First off, windows hides the file extension by default. Although this might look prettier to see, it is a horrible thing to do. Now the only thing an attacker have to do is to rename their malware.exe
to documents.zip.exe
and windows will only show documents.zip
. This is already bad and is enough to trick most people into running it. This is made even worse by the fact that you can have custom icons on a file. If an attacker puts the default icon for a zip file as the custom icon for this exe, then they can probably fool 99% of the user base.
To make this situation even worse, there are other ways the bad guys can trick the users, even if they can see the whole path. The unitrix exploit was one of them. This expoit uses a special unicode character to reverse the order characters are displayed on screen to make it appear like the malicious file is not an executable. So potentially our disguised malware can look something like documents_exe.zip
to the human eye and documents_piz.exe
to the computer.
So, what is the best way to defend from these attacks? On windows systems, right click and select properties and check the displayed file type to see if it is what you expect it to be. For linux and mac systems, you can run the file
command to check the file type. Even with that said, the best method I would say it to avoid opening or even downloading untrusted files.
Conclusion
So, to sum it all up, file extensions, though commonly used for file identification, can be manipulated.

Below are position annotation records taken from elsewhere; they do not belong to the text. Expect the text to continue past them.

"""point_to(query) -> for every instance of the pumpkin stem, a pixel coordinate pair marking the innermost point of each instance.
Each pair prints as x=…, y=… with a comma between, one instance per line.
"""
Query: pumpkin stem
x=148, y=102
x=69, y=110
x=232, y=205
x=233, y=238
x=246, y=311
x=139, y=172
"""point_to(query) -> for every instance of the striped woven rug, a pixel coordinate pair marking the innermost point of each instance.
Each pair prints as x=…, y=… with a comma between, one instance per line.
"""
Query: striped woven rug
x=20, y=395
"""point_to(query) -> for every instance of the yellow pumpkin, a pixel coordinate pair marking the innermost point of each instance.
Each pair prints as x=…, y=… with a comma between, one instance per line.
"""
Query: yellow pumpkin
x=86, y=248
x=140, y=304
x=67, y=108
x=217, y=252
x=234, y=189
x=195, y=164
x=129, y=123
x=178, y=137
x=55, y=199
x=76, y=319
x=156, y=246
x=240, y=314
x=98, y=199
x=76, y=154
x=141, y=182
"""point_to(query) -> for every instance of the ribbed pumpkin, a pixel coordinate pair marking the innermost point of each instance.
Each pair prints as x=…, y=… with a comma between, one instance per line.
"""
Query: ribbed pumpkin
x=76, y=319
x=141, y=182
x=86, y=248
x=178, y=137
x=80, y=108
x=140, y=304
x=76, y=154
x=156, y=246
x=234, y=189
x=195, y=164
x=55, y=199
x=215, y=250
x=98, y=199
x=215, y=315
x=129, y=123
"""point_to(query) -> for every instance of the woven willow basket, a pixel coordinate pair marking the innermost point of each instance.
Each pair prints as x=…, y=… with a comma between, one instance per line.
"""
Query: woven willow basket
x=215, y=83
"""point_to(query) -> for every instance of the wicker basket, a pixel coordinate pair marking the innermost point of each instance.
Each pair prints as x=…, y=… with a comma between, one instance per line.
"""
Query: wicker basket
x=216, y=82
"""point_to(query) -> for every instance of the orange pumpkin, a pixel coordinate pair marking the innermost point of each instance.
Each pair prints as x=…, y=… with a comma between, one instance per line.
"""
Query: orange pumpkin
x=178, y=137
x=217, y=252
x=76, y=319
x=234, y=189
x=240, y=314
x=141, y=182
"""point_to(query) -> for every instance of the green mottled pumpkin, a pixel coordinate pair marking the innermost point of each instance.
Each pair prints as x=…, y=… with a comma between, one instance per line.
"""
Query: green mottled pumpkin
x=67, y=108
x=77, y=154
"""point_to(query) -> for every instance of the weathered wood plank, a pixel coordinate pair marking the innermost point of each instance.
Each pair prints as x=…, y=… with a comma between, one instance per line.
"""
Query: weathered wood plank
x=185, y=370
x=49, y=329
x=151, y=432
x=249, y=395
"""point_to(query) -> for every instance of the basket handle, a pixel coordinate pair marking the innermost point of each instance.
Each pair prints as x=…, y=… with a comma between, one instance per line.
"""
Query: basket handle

Magic numbers, unique byte sequences in file headers, offer a more reliable identification method. Unlike extensions, users can’t easily alter magic numbers, adding a layer of validation. And beware of those pesky hackers! Windows hides extensions, creating the perfect disguise. Stay on guard, peek into file types, and be cautious with unfamiliar files.
With all that said, it’s time to bid adieu, adventurer.